Money is an agreed upon, identifiable object of value that acts as a medium of exchange. It’s invaluable for people seeking to exchange goods, services, debts, gifts, and trades. Before money, bartering products and services served as a necessary substitute. Thus, an ancient barter might involve one milk-producing goat for ten animal skins. So how did society move beyond bartering to embrace the Federal Reserve and traditional banks? Listed below are some of the issues that bartering presents:
No Coincidence of Wants
The development of money became necessary when humans evolved as a society and began consuming a wider variety of goods and services. However, bartering goods always tended to create intractable problems. Buyers and sellers did not always agree on the values of their products- one man might think a milking goat was as good as a lifetime of animal skins. The man offering animal skins, knowing the intensity of his labor involves smoothing, tanning and curing the animal skins, disagrees. Mistrust between the trading parties might even lead to arguments or worse.

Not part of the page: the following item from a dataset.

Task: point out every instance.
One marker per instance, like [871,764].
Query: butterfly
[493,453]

Varying opinion about a product’s value even came to cause wars. For bartering to work, the man with the milking goat must coincidentally need the animal hides offered by the leather vendor. Maybe the man with the goat needs a weapon and not a new outfit. Perhaps the leather salesmen are hungry for a steak – and doesn’t like milk. This dilemma is what William Stanley Jevons named “The coincidence of wants” in his revered work entitled Money and the Mechanism of Exchange.
No Standard Unit of Account
The only way to resolve such disagreements was to create a medium of exchange that represented units of value. Therein lies the birth of money, as an item that could be counted by all parties to have an agreed upon value. Implementing money meant that if the man with the goat wanted to buy some animal hides, he would be required to produce a substantial amount of funds for the animal hides vendor. The animal hides vendor would accept cash and not a goat for payment. The man with the goat would be less likely to become angry since he would have the personal freedom to choose to purchase the animal hides using money or to say “No, thank you.”
Thus, by serving as a standard unit of account, the money helped to measure the values of different goods, easing the ability for trade to commence.
Suppose the animal hides vendor finds out that his hides are as valuable as gold. Unfortunately, he soon realizes that all he has to trade for food is his animal hides. He might consider cutting the animal hide in half, but it will lose much of its utility and worth if he does so. The vendor’s reluctance to cut up his hides creates a hindrance to the growth of trade. By stifling the subdivision of goods, barter economies present a less-than-convenient way to exchange such goods.
Likewise, the production of large goods for bartering is somewhat costly and infeasible. A carpenter who has the technical skill to be a shipbuilder will have little incentive to pursue such a craft in a barter economy. Of course, he would be willing to exchange a seaworthy ship with someone who has enough goods equal to one. However, the shipbuilder is merely in pursuit of the food, clothing, and other products he consumes on a daily basis. This product imbalance makes it very difficult to find a buyer.
A currency system could replace bartering if everyone agreed to a set value. When primitive societies discovered how convenient such a system was, it quickly took hold. Of course, our financial tools have significantly advanced since then. Nonetheless, when the opportunity strikes to change the system for the better presents itself (as with blockchain technology), those who have the will to do so follow.